Trying Out Both Random Forest & Decision Tree Classifier On MNIST Using Scikit-Learn
It’s just a piece of cake. Let’s go!!
In the ‘Beginner’s guide to Random Forest Algorithm Classifier’ post, I explained why Random Forest is a much better algorithm to use when you have data with high dimensionality or a big data.
Today, I want to demonstrate how the two differ in terms of accuracy and robustness using the MNIST dataset which contains 60,000 greyscale images of handwritten digits.
Note : Though the MNIST dataset is quite large with 784 features, it is not regarded to be a high dimensionality dataset in most cases. Most High Dimensionality datasets have their number of features greater than or equal to the number of observations
I will train this dataset using a Decision Tree and a Random Forest so you can appreciate the strength and — of random forest.
First, we will import our needed modules from the scikit-learn library
from sklearn.ensemble import RandomForestClassifier
from sklearn.datasets import fetch_openml
from sklearn.model_selection import train_test_split
from sklearn.metrics import accuracy_score
from sklearn.tree import DecisionTreeClassifier
After importing our needed classes from the scikit library, we now load the MNIST dataset into the notebook
# loading the mnist dataset into the notebook
mnist = fetch_openml('mnist_784',version=1)
We split our dataset into training and test dataset. The X datasets are the features the model will learn from to predict the y’s.
More like how you look at a person’s physical features and guess with certainty who it could be without seeing their face. Because you have stored their features (gait, stature, head shape, etc ) in memory and can use it
# Split the dataset into training and test sets
X_train, X_test, y_train, y_test = train_test_split(mnist.data, mnist.target,
test_size=0.2,
random_state=42)
Digits From the MNIST Dataset
Training The Model Using A Random Forest
Now that we have our train and test datasets. We can instantiate the Random Forest Classifier for training the model to make the right predictions
# Instantiate a random forest classifier
rf = RandomForestClassifier(n_estimators=100, random_state=42)
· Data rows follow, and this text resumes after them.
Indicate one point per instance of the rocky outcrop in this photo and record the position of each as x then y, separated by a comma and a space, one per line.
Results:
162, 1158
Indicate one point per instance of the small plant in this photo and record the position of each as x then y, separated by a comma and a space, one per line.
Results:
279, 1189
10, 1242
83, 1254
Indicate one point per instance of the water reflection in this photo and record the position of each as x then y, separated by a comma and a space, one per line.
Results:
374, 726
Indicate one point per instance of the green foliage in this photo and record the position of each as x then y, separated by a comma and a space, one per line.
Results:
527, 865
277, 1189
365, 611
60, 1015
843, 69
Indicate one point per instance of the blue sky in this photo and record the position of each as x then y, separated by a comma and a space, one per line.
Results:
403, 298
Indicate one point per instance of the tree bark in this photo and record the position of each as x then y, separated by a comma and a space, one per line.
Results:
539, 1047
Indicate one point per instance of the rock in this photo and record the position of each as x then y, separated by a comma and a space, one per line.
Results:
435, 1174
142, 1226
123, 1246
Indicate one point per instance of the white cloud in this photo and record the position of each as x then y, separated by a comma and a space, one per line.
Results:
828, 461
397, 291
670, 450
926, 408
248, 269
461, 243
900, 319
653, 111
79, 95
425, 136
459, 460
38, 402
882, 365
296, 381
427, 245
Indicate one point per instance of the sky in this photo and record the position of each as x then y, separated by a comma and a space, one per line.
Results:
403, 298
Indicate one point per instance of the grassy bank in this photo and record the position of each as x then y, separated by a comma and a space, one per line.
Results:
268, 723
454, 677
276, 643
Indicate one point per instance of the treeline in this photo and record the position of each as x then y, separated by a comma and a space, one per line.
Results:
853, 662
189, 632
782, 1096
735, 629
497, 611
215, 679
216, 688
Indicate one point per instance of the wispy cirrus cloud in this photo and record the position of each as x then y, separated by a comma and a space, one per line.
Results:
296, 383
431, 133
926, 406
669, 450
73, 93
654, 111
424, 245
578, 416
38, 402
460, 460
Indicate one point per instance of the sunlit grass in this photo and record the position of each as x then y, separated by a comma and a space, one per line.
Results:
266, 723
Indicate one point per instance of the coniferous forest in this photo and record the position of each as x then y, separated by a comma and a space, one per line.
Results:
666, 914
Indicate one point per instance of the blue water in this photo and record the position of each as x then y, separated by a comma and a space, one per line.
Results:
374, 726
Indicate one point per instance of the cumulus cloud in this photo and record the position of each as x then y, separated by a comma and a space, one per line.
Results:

# Fit the model to the training data
rf.fit(X_train, y_train)
The ‘ fit ’ function instructs the model to learn the patterns in the data and adjust the parameters to minimize the error between the predicted and actual output. This process is called Training the Model. Here, the model is given both X_train and y_train to learn from, finding matching patterns in each observation or datapoint of the X_train that gives it corresponding y value.
It simply learns the patterns in the X that gives them their respective y values
The ‘predict’ function from the RandomForestClassifier class takes the X values of the test dataset then uses it to predict the corresponding y outputs. It learns from the X_test values using the pattern it learnt from the X_train dataset during training of the model.
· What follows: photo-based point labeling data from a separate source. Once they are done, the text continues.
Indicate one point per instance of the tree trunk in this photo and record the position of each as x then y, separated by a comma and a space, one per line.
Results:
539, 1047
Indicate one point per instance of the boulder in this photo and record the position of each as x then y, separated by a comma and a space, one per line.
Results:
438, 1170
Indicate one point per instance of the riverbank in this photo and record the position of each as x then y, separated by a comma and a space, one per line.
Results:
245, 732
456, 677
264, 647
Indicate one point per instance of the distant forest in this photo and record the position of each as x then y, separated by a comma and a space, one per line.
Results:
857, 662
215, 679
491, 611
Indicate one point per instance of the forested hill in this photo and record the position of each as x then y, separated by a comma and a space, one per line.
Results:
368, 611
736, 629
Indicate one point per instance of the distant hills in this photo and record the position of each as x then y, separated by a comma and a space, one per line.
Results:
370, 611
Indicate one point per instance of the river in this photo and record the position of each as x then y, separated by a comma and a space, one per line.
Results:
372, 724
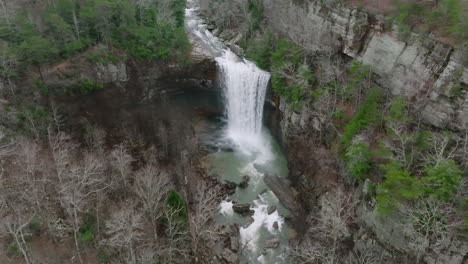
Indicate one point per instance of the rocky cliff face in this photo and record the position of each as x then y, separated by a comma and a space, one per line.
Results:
424, 70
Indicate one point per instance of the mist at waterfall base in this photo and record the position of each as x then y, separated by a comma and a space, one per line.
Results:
243, 146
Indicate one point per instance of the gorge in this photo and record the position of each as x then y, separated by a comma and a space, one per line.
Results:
243, 131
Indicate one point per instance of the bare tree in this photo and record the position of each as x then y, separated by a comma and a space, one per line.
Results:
121, 161
33, 180
15, 225
151, 186
435, 224
8, 66
322, 243
124, 229
62, 150
175, 250
202, 226
81, 181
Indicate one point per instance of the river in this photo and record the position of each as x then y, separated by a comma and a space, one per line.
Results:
245, 147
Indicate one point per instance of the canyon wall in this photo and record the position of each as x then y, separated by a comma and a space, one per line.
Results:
420, 68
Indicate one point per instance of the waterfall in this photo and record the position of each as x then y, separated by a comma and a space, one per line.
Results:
251, 147
244, 86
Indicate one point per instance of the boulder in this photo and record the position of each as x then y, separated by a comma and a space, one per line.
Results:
280, 187
236, 49
275, 225
243, 209
245, 182
230, 185
272, 243
234, 242
271, 209
229, 256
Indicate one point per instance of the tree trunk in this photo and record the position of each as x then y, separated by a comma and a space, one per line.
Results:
75, 23
40, 72
75, 234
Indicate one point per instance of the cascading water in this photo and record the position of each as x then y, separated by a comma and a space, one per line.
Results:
244, 87
255, 151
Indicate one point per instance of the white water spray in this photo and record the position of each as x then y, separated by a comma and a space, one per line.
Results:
244, 86
244, 89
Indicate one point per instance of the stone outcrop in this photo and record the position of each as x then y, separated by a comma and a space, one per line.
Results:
422, 69
280, 187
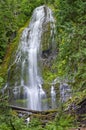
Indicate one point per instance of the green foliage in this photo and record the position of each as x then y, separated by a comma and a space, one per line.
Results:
71, 40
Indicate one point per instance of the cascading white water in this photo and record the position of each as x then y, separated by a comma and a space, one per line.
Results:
65, 92
53, 97
28, 58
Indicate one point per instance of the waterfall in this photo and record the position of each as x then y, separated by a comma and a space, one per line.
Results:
28, 81
65, 92
53, 97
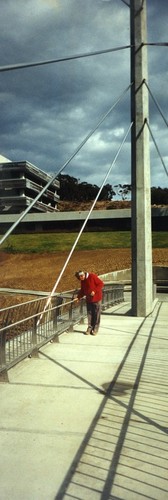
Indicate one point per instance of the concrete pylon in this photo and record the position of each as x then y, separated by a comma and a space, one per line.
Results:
142, 283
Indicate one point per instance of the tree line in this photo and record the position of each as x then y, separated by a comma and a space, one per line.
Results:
71, 189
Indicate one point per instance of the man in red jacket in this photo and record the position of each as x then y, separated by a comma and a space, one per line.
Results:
91, 288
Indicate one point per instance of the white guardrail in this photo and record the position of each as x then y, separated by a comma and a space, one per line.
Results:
25, 327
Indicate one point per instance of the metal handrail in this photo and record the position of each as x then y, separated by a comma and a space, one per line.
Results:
21, 333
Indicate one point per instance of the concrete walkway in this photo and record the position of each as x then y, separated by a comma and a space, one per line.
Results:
88, 419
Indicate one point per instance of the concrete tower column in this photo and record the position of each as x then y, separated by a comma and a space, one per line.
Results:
142, 285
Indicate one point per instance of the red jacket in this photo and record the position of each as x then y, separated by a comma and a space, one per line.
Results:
91, 284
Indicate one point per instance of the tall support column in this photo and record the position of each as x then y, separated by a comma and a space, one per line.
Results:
142, 286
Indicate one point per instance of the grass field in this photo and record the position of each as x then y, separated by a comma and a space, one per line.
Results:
54, 242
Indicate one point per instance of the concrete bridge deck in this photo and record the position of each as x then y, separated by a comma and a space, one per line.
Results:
88, 418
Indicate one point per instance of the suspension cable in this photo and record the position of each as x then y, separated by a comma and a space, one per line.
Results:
157, 105
83, 225
156, 146
63, 166
12, 67
124, 1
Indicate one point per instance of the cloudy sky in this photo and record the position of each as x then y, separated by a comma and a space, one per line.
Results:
47, 111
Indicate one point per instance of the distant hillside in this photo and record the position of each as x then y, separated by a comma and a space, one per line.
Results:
76, 206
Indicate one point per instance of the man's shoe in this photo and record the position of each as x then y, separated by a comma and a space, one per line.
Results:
88, 331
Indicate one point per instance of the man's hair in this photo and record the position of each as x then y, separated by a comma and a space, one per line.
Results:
79, 273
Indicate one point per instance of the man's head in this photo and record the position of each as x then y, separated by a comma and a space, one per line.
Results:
80, 275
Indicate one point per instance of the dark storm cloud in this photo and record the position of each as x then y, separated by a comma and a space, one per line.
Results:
47, 111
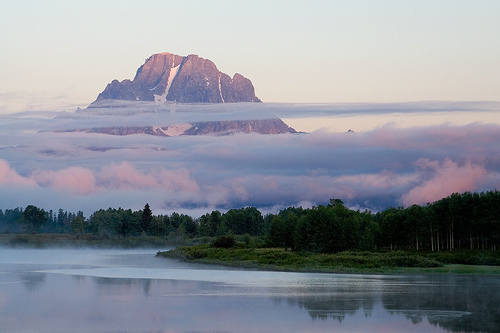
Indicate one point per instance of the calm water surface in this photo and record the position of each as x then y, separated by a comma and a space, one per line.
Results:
132, 291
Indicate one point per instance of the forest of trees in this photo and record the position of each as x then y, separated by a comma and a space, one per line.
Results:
460, 221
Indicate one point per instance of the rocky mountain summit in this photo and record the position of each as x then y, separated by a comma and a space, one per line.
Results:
191, 79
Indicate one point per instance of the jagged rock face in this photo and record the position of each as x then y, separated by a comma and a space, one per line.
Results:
224, 127
169, 77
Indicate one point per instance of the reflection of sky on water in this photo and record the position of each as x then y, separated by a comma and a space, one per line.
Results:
103, 291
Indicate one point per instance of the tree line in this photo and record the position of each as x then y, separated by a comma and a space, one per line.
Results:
460, 221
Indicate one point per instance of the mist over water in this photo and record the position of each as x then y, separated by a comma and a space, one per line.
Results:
62, 290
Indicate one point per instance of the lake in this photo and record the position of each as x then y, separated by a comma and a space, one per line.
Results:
96, 290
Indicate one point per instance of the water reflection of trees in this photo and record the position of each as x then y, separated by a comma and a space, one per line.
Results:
471, 303
454, 303
32, 281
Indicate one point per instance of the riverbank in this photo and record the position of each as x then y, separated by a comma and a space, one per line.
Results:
70, 240
278, 259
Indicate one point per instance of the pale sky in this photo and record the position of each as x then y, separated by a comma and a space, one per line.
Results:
58, 52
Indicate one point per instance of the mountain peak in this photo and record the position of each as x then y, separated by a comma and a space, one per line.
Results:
185, 79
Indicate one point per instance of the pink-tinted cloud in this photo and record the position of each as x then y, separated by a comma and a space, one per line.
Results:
448, 177
127, 176
9, 176
73, 179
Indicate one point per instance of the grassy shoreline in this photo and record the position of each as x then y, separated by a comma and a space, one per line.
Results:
353, 262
Then uses the pattern from X_test to predict its output. The output should be same or near the values of the y_test. This is because X_test produces y_test and X_train produces y_train
Now let us calculate the accuracy of the model
The accuracy of the model using Random Forest Classifier is 96.7%
Training The Model Using A Decision Tree
# Instantiate a random forest classifier
dt = DecisionTreeClassifier(random_state=42)
Creating a decision tree model to compare with the accuracy of the Random Forest Algorithm
# Fit the model to the training data
dt.fit(X_train, y_train)
Using Decision Tree to train the model on the train dataset. The classifier model finds the patterns in X_train that makes it produce its corresponding y_train
The accuracy of the Decision Tree Model is 86.9%
Both models are trying to predict the values in y_test in the end with certainty. So let’s see which one was more accurate. From the accuracy of the two models, the Random Forest classifier should do a better job at predicting than the Decision Tree.
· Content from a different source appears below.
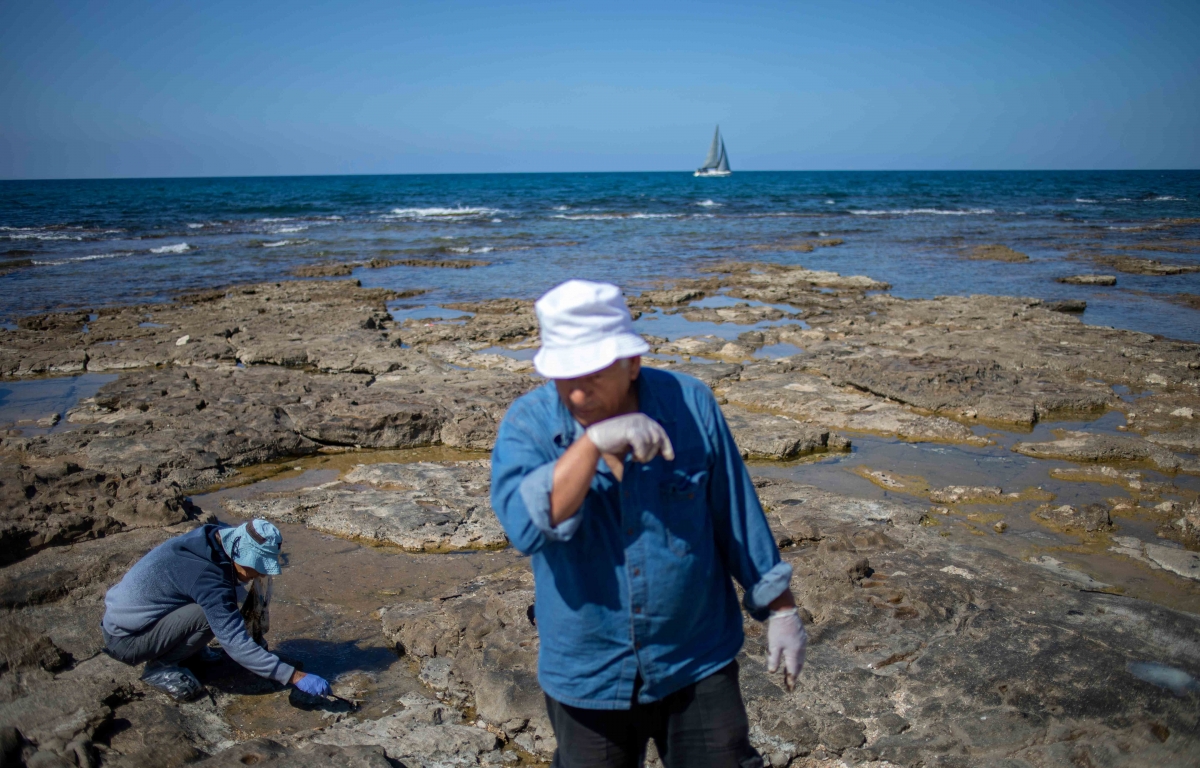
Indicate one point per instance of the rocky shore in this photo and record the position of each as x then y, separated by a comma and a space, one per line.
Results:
939, 635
The RF scores an accuracy of 96.7% whiles the DT scores an accuracy of 86.7%. This clearly shows in their prediction, the first three values in the y_test(the values we are predicting) are [8, 4, 8,…]. The RF model predicted [8, 4, 8, … ] and the DT predicted [8, 4, 5, …]. Clearly showing the RF was more accurate.
For small datasets, RF and DT may have the same or almost the same accuracy.
Confusion Matrix showing the Performance of Each Model
Breakdown of the Confusion Matrix of the Random Forest Algorithm
The rows of the matrix represent the true classes and the columns represent the predicted classes. The numbers in the matrix represent the counts of true positive (TP), false positive (FP), true negative (TN), and false negative (FN) classifications for each class.
- The first row represents the digit 0. The numbers in this row represent the number of times that the model correctly predicted digit 0 (TP = 1325), incorrectly predicted one of the other digits as digit 0 (FP = 0 + 4 + 1 + 4 + 1 + 4 + 3 + 1 + 4= 22), and incorrectly predicted digit 0 as one of the other digits (FN = 0 + 4 + 0 + 1 + 1 + 3 + 1 + 6 + 2= 18).
- The second row represents the digit 1. The numbers in this row represent the number of times that the model correctly predicted digit 1 (TP = 1573), incorrectly predicted one of the other digits as digit 1 (FP = 5 + 0 + 1 + 3 + 1 + 5 + 6 + 6 = 27), and incorrectly predicted digit 1 as one of the other digits (FN = 6 + 8 + 2 + 0 + 0 + 6 + 3 + 2= 27).
- The tenth row represents the digit 9. The numbers in this row represent the number of times that the model correctly predicted digit 9(TP = 1344), incorrectly predicted one of the other digits as digit 9(FP = 2 + 2+ 2+ 8 + 22 + 2 + 0 + 15 + 7= 60), and incorrectly predicted digit 9 as one of the other digits (FN = 4 + 6 + 5 + 16 + 20 + 5 + 1 + 10 + 9= 76).
Same applies to the confusion matrix of the Decision Tree.
NB: The true positives are always the diagonal figures in the matrix.
Yeah!! so that’s the end but not everything to it.
Where Do Data Scientist Go Camping?
A Random Forest!! Huh!!